Sungai Piyungan Yogyakarta Terkontaminasi Kromium
Sungai Piyungan di Kabupaten Bantul, Yogyakarta, telah tercemar kromium dari limbah yang dibuang oleh empat pabrik penyamakan kulit di dekatnya, sebuah penelitian mengungkapkan.
Jumlah kromium yang dapat ditoleransi oleh manusia adalah 0,01 bagian per juta (ppm), tetapi penelitian saya mengungkapkan bahwa jumlahnya mencapai dari puluhan hingga ratusan ppm, kata Djoko Rahadjo, seorang peneliti di Duta Wacana Christian Universitas, yang telah mempelajari sungai selama empat tahun, pada hari Rabu.

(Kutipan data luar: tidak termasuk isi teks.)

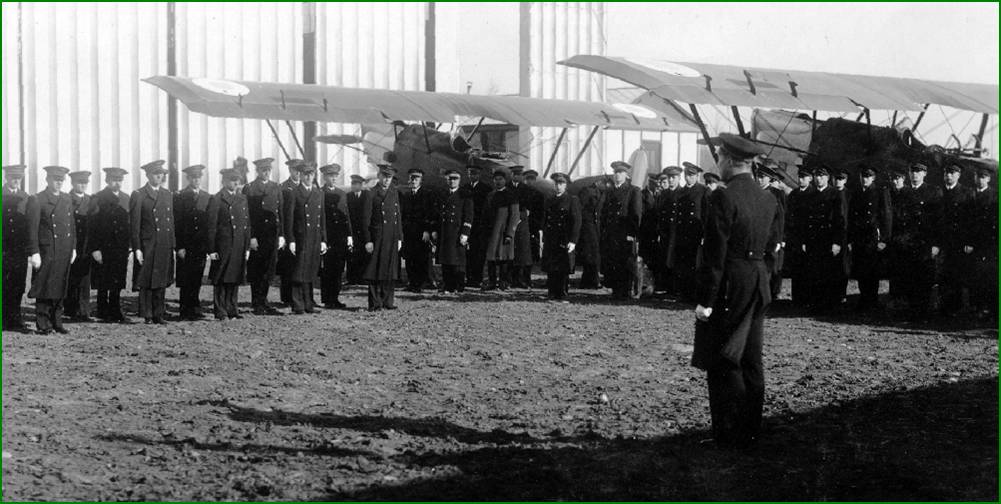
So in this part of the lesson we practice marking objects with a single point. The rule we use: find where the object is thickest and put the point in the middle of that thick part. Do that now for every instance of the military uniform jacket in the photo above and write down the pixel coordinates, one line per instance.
(264, 202)
(110, 232)
(621, 213)
(359, 207)
(417, 211)
(306, 227)
(733, 278)
(384, 230)
(228, 234)
(82, 207)
(338, 220)
(15, 225)
(984, 223)
(955, 218)
(563, 226)
(151, 215)
(455, 218)
(52, 234)
(502, 216)
(588, 249)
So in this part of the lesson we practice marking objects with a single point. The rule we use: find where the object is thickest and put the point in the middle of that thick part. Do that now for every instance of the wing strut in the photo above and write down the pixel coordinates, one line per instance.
(705, 132)
(580, 154)
(296, 138)
(277, 139)
(553, 156)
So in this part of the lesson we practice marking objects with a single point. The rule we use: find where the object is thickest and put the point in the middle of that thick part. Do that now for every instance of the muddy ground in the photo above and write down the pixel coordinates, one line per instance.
(493, 397)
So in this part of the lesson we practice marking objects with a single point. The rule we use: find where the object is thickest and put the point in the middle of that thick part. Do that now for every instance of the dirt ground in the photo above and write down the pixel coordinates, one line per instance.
(493, 396)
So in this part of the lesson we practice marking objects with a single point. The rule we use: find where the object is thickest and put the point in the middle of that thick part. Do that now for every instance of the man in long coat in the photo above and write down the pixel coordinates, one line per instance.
(285, 257)
(561, 233)
(476, 254)
(339, 237)
(190, 218)
(15, 238)
(455, 217)
(358, 206)
(77, 302)
(151, 214)
(109, 244)
(501, 215)
(588, 253)
(870, 222)
(51, 249)
(383, 237)
(305, 230)
(733, 296)
(621, 216)
(228, 243)
(264, 200)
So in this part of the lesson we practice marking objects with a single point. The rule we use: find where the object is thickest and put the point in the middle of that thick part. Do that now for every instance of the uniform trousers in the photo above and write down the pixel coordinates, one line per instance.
(48, 314)
(224, 300)
(152, 303)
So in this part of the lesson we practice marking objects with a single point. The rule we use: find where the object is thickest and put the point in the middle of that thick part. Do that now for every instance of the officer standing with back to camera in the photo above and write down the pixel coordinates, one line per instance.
(734, 294)
(109, 244)
(51, 249)
(15, 239)
(190, 216)
(151, 214)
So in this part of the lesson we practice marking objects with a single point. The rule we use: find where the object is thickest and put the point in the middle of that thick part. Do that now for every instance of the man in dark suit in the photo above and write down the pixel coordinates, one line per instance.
(51, 249)
(190, 217)
(476, 253)
(621, 216)
(264, 202)
(151, 214)
(227, 243)
(305, 229)
(15, 238)
(339, 237)
(109, 244)
(358, 205)
(734, 294)
(561, 233)
(77, 302)
(869, 226)
(451, 232)
(416, 204)
(383, 235)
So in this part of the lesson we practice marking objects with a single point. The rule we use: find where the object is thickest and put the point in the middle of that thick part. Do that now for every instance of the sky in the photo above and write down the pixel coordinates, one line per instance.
(940, 41)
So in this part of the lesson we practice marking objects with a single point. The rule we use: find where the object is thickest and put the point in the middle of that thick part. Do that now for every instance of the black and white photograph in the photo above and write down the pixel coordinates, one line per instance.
(499, 251)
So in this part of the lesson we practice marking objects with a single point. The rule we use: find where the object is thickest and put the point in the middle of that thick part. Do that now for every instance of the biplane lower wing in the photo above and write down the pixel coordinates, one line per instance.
(310, 102)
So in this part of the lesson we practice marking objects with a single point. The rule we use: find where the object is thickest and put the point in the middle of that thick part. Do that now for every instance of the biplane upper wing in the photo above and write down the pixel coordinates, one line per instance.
(310, 102)
(702, 83)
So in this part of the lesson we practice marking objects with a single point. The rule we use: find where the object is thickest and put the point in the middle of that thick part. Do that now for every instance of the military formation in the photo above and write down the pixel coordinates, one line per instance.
(933, 238)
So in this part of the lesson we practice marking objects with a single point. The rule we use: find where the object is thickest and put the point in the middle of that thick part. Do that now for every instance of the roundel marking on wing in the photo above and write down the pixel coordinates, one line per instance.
(221, 86)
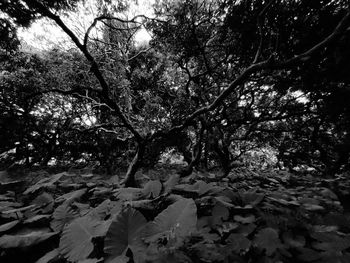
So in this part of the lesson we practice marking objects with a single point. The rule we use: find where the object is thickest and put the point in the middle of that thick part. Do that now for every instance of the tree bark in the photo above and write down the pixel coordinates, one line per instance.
(129, 180)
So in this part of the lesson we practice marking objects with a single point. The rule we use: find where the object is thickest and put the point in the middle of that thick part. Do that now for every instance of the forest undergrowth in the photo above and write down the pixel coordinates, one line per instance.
(249, 216)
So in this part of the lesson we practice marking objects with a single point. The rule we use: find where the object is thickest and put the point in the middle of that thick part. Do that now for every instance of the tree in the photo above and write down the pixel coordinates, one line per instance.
(231, 68)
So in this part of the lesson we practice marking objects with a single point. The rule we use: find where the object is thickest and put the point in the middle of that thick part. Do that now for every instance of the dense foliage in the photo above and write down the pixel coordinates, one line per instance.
(249, 99)
(257, 217)
(219, 81)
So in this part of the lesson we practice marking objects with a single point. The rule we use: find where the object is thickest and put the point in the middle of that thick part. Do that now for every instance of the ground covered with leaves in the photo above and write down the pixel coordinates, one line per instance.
(270, 216)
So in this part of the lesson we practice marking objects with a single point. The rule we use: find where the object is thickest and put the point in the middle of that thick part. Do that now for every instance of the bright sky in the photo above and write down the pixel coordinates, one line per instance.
(44, 34)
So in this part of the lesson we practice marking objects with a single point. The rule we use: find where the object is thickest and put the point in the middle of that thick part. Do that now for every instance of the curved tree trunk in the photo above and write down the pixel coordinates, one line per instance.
(129, 180)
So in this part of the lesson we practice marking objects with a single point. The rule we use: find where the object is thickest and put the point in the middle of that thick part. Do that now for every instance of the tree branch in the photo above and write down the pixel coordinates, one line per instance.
(260, 30)
(94, 68)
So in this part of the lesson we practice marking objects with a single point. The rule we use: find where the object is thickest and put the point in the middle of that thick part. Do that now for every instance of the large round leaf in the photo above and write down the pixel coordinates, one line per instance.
(62, 215)
(267, 239)
(25, 240)
(179, 218)
(124, 232)
(76, 241)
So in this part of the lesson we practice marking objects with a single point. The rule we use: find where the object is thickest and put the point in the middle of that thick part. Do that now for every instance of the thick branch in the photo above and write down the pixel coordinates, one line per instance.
(266, 64)
(94, 69)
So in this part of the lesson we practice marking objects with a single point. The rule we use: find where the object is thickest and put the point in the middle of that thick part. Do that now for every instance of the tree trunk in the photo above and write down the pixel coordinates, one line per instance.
(129, 180)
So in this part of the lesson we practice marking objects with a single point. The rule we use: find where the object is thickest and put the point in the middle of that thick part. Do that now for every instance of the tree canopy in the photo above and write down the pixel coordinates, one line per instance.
(219, 82)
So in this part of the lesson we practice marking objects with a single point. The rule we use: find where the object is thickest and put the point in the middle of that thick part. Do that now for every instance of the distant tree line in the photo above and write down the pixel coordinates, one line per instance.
(218, 80)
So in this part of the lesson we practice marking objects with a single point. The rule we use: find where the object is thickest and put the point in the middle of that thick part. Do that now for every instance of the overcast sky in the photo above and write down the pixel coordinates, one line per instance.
(44, 34)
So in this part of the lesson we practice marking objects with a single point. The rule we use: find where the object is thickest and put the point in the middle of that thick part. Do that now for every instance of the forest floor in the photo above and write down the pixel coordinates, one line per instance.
(249, 216)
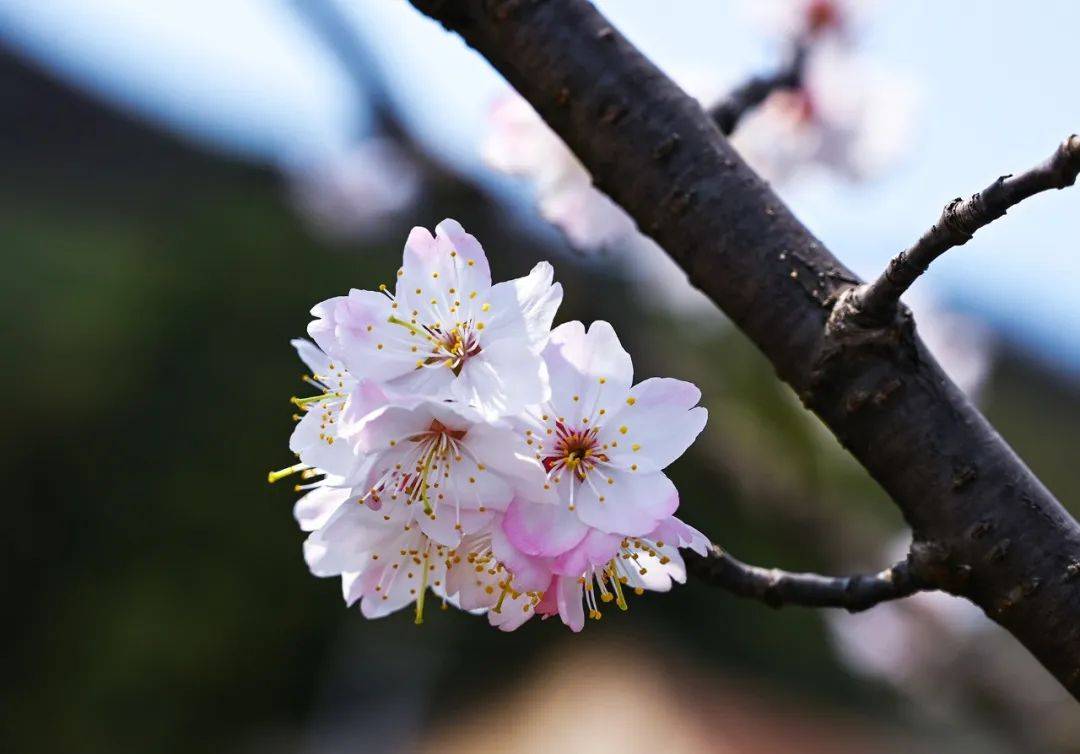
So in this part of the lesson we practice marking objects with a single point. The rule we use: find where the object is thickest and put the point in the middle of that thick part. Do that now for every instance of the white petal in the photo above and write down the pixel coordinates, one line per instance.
(354, 328)
(634, 502)
(542, 529)
(523, 308)
(502, 379)
(588, 369)
(318, 444)
(314, 509)
(658, 427)
(570, 608)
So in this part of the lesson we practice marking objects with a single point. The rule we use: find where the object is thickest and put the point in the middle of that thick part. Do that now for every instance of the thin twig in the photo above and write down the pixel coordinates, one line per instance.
(778, 588)
(877, 300)
(727, 112)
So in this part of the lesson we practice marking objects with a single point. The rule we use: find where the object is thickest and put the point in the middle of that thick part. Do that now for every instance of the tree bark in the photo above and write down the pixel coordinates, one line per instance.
(988, 529)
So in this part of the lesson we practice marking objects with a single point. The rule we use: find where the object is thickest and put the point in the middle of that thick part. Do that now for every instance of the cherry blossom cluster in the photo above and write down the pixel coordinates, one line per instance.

Sungai Piyungan mengalir ke selatan dari sumbernya di lereng Gunung Merapi ke Sungai Opak sebelum mencapai pantai selatan. Keempat kompi tersebut terletak 25 kilometer dari laut.
Djoko mengatakan kromium adalah zat yang digunakan untuk menghilangkan bulu dari kulit binatang.
Chromium adalah limbah cair yang berbahaya bagi manusia, bahkan dapat menyebabkan kematian, katanya.
Untuk penelitiannya, Djoko mengatakan dia telah mengambil sampel darah, kuku dan rambut dari sekitar 30 orang yang tinggal di sepanjang sungai. Hasil penelitian menunjukkan bahwa 75 persen sampel mengandung kromium.
Efek buruk kromium bagi kesehatan manusia hanya akan terasa dalam lima hingga 10 tahun, dimulai dengan gagal ginjal dan hati dan akhirnya menyebabkan kematian, katanya.
Zat ini juga dikonsumsi oleh ikan dan moluska, yang kemudian dikonsumsi oleh manusia. Djoko mengatakan limbah itu juga telah mencemari sumur-sumur masyarakat dan diserap oleh tanaman pangan, termasuk beras, cabai, dan singkong.
Peraturannya harus jelas dan ditegakkan. Jika kesehatan masyarakat terpengaruh secara negatif, maka kita tidak bisa hanya memikirkan dampak ekonomi jangka pendek, kata Djoko.